Oligonucleotides used in this study

sseJ deletion strain construction.

The chromosomal deletion of sseJ in serovar Typhimurium was constructed using the λ Red recombinase system (13). The Camr gene and FLP recognition target (FRT) sites from pKD3 were amplified by primers 5′ MBO71 and 3′ MBO72, which also contain flanking regions with homology to the 5′ and 3′ regions of sseJ, respectively. The resulting PCR fragment was purified and transformed into electrocompetent wild-type serovar Typhimurium cells containing pKD46 that were induced with arabinose at 30°C, and recombinants were selected on LB broth-Cam plates. Candidate colonies were verified by PCR. This approach yielded a serovar Typhimurium strain with the sequence encoding amino acids 3 to 406 of sseJ replaced by the FRT-Cam-FRT cassette.

Competitive index assay.

Mice were ordered from Charles River Laboratories, Inc., and all experiments were performed with IACUC approval.
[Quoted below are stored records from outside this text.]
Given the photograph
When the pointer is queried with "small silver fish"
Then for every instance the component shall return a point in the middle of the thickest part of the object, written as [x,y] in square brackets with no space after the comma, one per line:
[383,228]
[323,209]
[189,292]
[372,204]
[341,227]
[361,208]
Virulence phenotypes were tested by competitive index assay as described previously (15). Briefly, 6- to 8-week-old female BALB/c mice were inoculated intraperitoneally with a mixture of 5 × 104 organisms each of two serovar Typhimurium strains for a total of 105 bacteria in a 0.2-ml volume. Each strain was diluted from stationary-phase cultures grown overnight and contained either a chromosomal or stable plasmid-based antibiotic marker to allow the strains to be differentiated. The bacterial inoculum contained approximately equal concentrations of both strain 1 and strain 2 bacteria, and the ratio of strain 1 to strain 2 was confirmed by plating dilutions of the inoculum onto selective media. Forty-eight hours after infection, mice were euthanized by CO2 asphyxiation, the spleens were dissected, and each spleen was homogenized in sterile phosphate-buffered saline using a 2-ml glass Dounce homogenizer. Ratios of strain 1 to strain 2 bacteria in each spleen were calculated from bacterial counts produced by plating aliquots of 1:10 dilutions of homogenized spleen on selective media. The CI was calculated by dividing the ratio of strain 1 to strain 2 bacteria isolated from the spleen by the ratio of strain 1 to strain 2 bacteria inoculated into the mouse. CI results were determined by calculating the means ± standard deviations for at least 10 mice that were infected in three separate experiments. Statistical significance (P value) was determined by a Student two-tailed t test.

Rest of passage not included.